Export guide

DRC MINING EXPORT PROCEDURE

Step-by-step guide to exporting mineral product from DRC: which authority signs what, the documents you must hold, royalty payable, and where deals get stuck at the border.

Authority and royalty

Regulator: Ministère des Mines, Direction Générale des Douanes et Accises (DGDA), ARSP (Cobalt monitoring). Royalty: Copper 3.5 %, cobalt 10 % (strategic mineral), gold 3.5 %, lithium 10 %.

Border and logistics

Common exit routes: Lubumbashi → Kasumbalesa → Dar es Salaam / Beira / Durban; Kinshasa N'Djili airport for precious.

Documents required

Hold every one of these before booking the truck — missing any single document means the shipment sits at the border.
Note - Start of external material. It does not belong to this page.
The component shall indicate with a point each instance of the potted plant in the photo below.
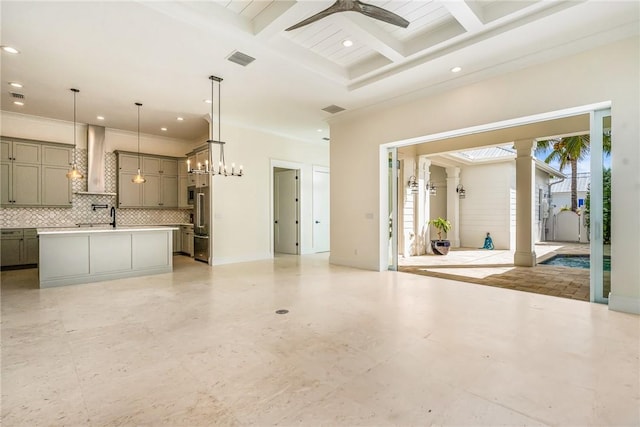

  • Permis d'Exploitation (PE)
  • Bordereau d'exportation (Ministry of Mines)
  • Quitus fiscal (DGI)
  • DGDA SAD declaration
  • CEEC validation for 3T minerals (tin/tantalum/tungsten) + gold
  • ARSP authorisation for cobalt
  • Independent assay (CTCPM)
  • Bill of Lading / CMR

Assay and valuation

Always use an internationally recognised assayer (SGS, Bureau Veritas, ALS). The buyer's in-house assay is for reference only — final settlement uses umpire assay clauses in the contract.

Common mistakes

Mistakes we see repeatedly:

  • No ARSP authorisation for cobalt hydroxide → cargo blocked at Kasumbalesa
  • Mislabelling cobalt as copper concentrate to dodge 10 % royalty (criminal)
  • Missing CEEC certificate for 3T → cargo rejected EU/US under Dodd-Frank/EU Regulation 2017/821

Frequently asked questions

How long does export clearance take?

In DRC, typically 5–15 working days from application to signed export permit, plus 1–3 days customs at the border. Build a 3-week buffer into shipment planning.

Can I export without a refinery?

Most countries allow concentrate and DSO export. Some (Zimbabwe lithium, Indonesia nickel) now restrict raw ore to force domestic beneficiation. Check the latest rule before signing an offtake.

What if my assay differs from the buyer's?

Use the contract's umpire assay clause — a third independent lab whose result is binding. SGS and Bureau Veritas are the most-cited umpires in African mineral contracts.